Admirador das serestas que marcam a tradição musical de Diamantina, Juscelino foi homenageado por sua terra natal com a criação do Dia da Seresta, uma festa que relembra seu aniversário com muita cantoria pelas ruas da cidade.
Simples, humano, compreensivo, solidário, dedicado e fraterno são adjetivos que definem o caráter e a personalidade do Presidente Juscelino Kubitschek.
Era um homem fiel aos seus antigos mestres, aos seus amigos e principalmente a seus princípios: verdade, justiça e democracia.
"Sou visceralmente democrata. Para mim, a liberdade é algo fundamental." (Presidente Juscelino Kubitschek)
De sua mãe, Dona Júlia, herdou firmeza e determinação no cumprimento de seus deveres; do pai, João César, a imaginação e o sonho foram características passadas que fizeram parte do homem Juscelino Kubitschek. Junto a essas características, adiciona-se um espírito desbravador e progressista.
O Presidente JK era um nacionalista, um crédulo na capacidade do povo brasileiro, conciliador e extremamente tolerante. Era um trabalhador incansável, tanto que em sua inquietude algumas poucas horas de sono bastavam para estar disposto a continuar suas tarefas.

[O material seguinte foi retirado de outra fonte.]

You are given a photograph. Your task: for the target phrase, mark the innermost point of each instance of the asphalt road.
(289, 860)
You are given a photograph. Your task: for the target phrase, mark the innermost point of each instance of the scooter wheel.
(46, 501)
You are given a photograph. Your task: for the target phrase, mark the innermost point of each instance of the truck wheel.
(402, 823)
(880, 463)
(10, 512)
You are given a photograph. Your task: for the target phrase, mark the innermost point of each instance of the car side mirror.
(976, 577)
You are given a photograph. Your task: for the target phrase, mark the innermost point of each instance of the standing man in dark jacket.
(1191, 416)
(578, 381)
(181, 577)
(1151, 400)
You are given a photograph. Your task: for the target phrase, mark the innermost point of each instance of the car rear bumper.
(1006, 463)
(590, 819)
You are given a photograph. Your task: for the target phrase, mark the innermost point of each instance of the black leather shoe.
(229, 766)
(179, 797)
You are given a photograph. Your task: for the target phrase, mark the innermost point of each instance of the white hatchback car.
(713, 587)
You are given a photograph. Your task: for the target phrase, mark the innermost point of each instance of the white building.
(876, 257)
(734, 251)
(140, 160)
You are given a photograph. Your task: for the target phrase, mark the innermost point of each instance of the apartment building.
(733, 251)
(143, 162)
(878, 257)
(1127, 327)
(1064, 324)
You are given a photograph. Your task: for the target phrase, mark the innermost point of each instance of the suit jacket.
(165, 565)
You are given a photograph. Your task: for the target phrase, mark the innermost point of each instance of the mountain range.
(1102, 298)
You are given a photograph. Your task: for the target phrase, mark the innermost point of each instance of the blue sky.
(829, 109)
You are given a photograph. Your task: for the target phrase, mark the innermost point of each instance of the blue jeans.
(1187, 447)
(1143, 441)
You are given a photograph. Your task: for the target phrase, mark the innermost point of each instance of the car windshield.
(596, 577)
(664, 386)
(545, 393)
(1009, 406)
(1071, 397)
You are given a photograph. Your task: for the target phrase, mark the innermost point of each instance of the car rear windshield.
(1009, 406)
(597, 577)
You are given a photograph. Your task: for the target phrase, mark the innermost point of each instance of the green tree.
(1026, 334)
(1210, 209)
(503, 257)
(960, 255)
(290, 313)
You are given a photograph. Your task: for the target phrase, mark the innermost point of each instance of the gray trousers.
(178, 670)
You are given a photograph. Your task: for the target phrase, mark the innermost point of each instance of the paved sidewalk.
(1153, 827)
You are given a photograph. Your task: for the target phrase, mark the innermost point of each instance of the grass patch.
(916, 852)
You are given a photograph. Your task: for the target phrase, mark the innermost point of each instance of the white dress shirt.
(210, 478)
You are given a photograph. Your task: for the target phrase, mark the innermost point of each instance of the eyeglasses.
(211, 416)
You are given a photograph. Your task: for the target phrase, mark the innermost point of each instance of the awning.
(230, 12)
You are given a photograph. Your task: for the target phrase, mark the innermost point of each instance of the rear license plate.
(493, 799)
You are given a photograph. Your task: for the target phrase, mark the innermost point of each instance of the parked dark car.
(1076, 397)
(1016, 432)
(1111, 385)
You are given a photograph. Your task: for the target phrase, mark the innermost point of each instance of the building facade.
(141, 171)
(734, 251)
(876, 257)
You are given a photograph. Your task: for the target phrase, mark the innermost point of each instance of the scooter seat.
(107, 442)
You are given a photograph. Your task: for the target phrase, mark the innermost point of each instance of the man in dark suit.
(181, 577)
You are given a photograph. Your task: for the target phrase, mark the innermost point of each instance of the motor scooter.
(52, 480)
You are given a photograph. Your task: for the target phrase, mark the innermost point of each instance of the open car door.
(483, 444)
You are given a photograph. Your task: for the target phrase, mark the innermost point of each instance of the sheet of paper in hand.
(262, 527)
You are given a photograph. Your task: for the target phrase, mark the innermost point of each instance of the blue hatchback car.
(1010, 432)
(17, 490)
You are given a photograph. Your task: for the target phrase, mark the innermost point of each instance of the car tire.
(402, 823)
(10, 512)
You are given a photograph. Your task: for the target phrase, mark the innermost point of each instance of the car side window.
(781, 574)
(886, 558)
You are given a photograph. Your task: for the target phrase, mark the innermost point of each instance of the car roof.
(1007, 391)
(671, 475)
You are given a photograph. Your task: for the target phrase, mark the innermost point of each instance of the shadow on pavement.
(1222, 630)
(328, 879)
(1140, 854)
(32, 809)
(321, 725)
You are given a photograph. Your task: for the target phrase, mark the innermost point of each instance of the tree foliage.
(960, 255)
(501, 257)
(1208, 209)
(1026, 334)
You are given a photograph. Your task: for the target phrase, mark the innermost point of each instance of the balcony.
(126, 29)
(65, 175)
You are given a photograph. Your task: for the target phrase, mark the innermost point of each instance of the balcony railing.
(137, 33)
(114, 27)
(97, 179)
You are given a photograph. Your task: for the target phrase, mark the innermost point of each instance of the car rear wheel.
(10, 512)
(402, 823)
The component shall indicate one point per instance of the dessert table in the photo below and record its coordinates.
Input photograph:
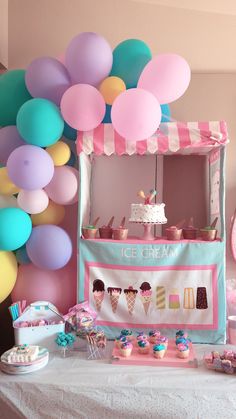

Porém, também era um homem sempre de bom humor. Gostava de serenata e violão, alegria e otimismo conviviam com ele no dia a dia. Encantava-se com a alvorada, com um fim de tarde e com uma bela noite enluarada. O Presidente Juscelino era uma pessoa extrovertida, que deixava transparecer o que sentia e o que pensava, com vivacidade de espírito que irradiava uma juventude que transcendia a sua idade. Mas, ao mesmo tempo, seu cérebro era maduro, raciocinava com uma velocidade e normalmente concluía o pensamento de seus interlocutores antes mesmo que acabassem de proferi-lo.
Nas vicissitudes da vida jamais esmorecia, nunca desanimava, e encontrava forças para continuar sua missão: levar a democracia e o desenvolvimento a todo o Brasil.
Faleceu em 
1976, em um desastre automobilístico, em circunstâncias até hoje pouco claras, no quilômetro 328 da Rodovia Presidente Dutra, na altura da cidade fluminense de Resende. Até hoje, o local do acidente é conhecido como "curva do JK". Mais de 300 mil pessoas assistiram a seu funeral em Brasília. Seus restos mortais estão no Memorial JK, construído em 1981 na Capital Federal por ele fundada.
Juscelino Kubitschek é, ainda hoje, um dos políticos mais admirados do cenário nacional, considerado um dos melhores presidentes que o Brasil já teve, por sua habilidade política, por suas realizações e pelo seu respeito às instituições democráticas.